Dragon motif chopper named best in nation
Bogalusa native Tommy Richardson hit the jackpot at the Easy Rider National Motorcycle Show in Memphis, Tenn. last week.
That’s because his sleek, dragon-themed chopper took top prize in the Radical Division, boosting him into the national spotlight as one of the premier motorcycle builders in America.
Richardson’s bike will now undoubtedly be featured in biker magazines worldwide and he hopes to capitalize on the notoriety by producing copies of his design for sale on the open market. But buyers will need deep pockets to acquire one of these gems, which Richardson says will be priced at between $34,950 to $60,000 each.
"That’s a lot less than most of these bikes go for," he said.
Richardson, who is single, was born in Bogalusa, raised in Mobile, and moved back to the Magic City in 1968. He owns and operates Tropitana Tanning Salon and Direct Broadcast Satellite on Montgomery Street.
The bike was constructed at locations Bogalusa and White Sands, Miss. and took two years to complete. Richardson said he was responsible for about 80 percent of the design and attributes the rest to Mississippian Lee McKenzie.
"I really have to thank him for all that he did," said Richardson.
The lean, green, machine features a dragon motif, complete with scales that run the length of the bike. Multiple functions, such as air shocks and ignition, are remote controlled and there are no cables or levers on the handlebars. The detailing on the gas tank is made up of an army of helmeted, medieval warriors brandishing steel armament, and four rocket-shaped nose cones top off the four carburetors.
The 127 cubic-inch Ultima power plant is capable of propelling the gleaming dream machine to speeds of about 160 miles per hour. But Richardson admitted, "I never intend to find out just how fast it really is."

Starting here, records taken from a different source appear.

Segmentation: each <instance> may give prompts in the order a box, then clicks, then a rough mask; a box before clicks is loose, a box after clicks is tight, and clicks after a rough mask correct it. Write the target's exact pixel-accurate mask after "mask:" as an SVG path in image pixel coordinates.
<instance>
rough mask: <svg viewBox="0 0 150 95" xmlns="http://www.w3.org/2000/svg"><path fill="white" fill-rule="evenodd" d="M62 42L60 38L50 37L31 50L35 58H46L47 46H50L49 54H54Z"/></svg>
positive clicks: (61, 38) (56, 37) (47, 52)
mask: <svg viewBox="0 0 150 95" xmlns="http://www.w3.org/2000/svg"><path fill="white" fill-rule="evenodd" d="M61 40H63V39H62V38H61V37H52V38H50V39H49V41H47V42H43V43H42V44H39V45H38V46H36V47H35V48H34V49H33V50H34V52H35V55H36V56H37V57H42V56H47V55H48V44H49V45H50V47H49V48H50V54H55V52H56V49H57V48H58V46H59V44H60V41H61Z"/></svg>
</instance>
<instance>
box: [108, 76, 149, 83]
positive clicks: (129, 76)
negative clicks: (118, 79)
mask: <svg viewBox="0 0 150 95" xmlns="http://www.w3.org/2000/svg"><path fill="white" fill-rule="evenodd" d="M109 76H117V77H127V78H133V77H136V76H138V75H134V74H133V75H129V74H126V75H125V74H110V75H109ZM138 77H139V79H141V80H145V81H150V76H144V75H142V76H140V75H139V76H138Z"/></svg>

From here, the bike next competes in Easy Rider shows in Dallas, Jackson, Miss., and Ohio.
Until it is finished with the various competitions, the motorcycle will never set tread on the open road. It’s too valuable to risk a ding at this point. Once the contests are over, though, Richardson will be ready to blaze off into the sunset.
"I built this bike to ride," he said, smiling broadly.